Алексей замолчал, пытаясь собраться с мыслями, а по толпе прокатился рокот.
— Я мог бы вас всех оставить на улице, но не стану этого делать. Как я говорил ранее, жалование будет выплачиваться всем, кто выходит на подсобные работы и стройку. Потому что часть вины за случившееся есть и на мне. Потому что быть дворянином — значит нести ответственность за всех людей, принятых под крыло рода. За всех работников, за их поступки и за их ошибки. А достойны ли вы этой ответственности — пусть решит ваша совесть! Сергей Максимович, выплатите работникам за прошлый месяц, но в первую очередь пострадавшим.
Закончив с речью, Алексей просто спустился вниз и направился к авиетке. Толпа разошлась в стороны, пропуская его и сопровождение. Он слышал перешептывания, но упорно смотрел только вперёд. На душе было мерзко и горько.
***
Денису Давыдову не оставалось ничего, как только думать. Отнялись руки, ноги, отказала речь, но голова работала. Первую неделю он мысленно костерил на все лады свою семью и особенно сына. Обещал себе разобраться с поганцем, как только встанет на ноги. Но время шло, а даровых лекарей не появлялось. Сын навещал его лишь для того, чтобы получить разрешение на очередные траты, а поскольку князь ничего возразить не мог, то его молчание признавалось согласием.
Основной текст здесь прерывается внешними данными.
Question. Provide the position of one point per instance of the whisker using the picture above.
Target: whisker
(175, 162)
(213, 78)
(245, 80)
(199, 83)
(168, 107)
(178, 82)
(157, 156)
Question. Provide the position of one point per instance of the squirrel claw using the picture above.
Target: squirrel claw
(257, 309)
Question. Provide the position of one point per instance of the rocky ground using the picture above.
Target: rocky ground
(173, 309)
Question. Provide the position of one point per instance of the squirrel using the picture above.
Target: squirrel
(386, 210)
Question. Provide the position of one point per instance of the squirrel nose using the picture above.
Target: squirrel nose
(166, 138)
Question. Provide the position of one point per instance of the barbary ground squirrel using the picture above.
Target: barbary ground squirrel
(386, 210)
Потом князь начал молиться, вопрошая: за какие грехи ему это наказание? Не жизнь, не смерть, а полная беспомощность. Неспособность хоть как-то повлиять на происходящее, остановить, добиться справедливости. А вслед за молитвами начали приходить воспоминания. Многие. О том, где он поступал не по совести, где обманывал, подкупал, пользовался положением.
Вспомнил, как по его приказу шулера обобрали Волкова, вынудив того за копейки продать Давыдову нужные земли. Как покупались судебные решения, как одним росчерком пера была затоплена деревня, когда ему понадобилась плотина. И неважно было, что крестьянам дали всего три дня, чтобы освободить дома без всякой компенсации.
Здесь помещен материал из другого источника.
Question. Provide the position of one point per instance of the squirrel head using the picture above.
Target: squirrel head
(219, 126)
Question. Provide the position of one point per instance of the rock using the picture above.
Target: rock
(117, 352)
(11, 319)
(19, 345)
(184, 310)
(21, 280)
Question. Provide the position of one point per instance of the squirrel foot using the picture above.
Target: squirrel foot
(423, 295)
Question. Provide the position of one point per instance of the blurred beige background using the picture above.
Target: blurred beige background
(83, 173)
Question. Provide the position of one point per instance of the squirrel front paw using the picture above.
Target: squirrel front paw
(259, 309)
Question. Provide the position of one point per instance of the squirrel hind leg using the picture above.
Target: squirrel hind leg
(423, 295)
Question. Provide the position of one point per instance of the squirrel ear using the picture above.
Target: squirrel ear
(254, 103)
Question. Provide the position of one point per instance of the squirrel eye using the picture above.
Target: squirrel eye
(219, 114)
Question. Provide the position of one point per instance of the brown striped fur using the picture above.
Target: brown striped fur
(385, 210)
А вслед за молитвой пришло покаяние. Князь бы с радостью исповедался, да не было священника, а хоть бы и был, он всё равно не мог бы сказать и слова. Так что оставалось лишь уповать на Господа. А через месяц он уже просил о смерти, потому что жить так было невыносимо.
Приставленные к нему слуги, с попустительства, а может по наущению наследника, свою работу делали абы как. Кормили, не заботясь об удобстве, порой и вовсе забывая о нем. А пелёнки под ним могли не менять сутками, оставляя князя лежать на мокром.
«Что? Мокром?» — вдруг встрепенулся Давыдов, понимая, что ощущает дискомфорт и легкую боль от пролежней.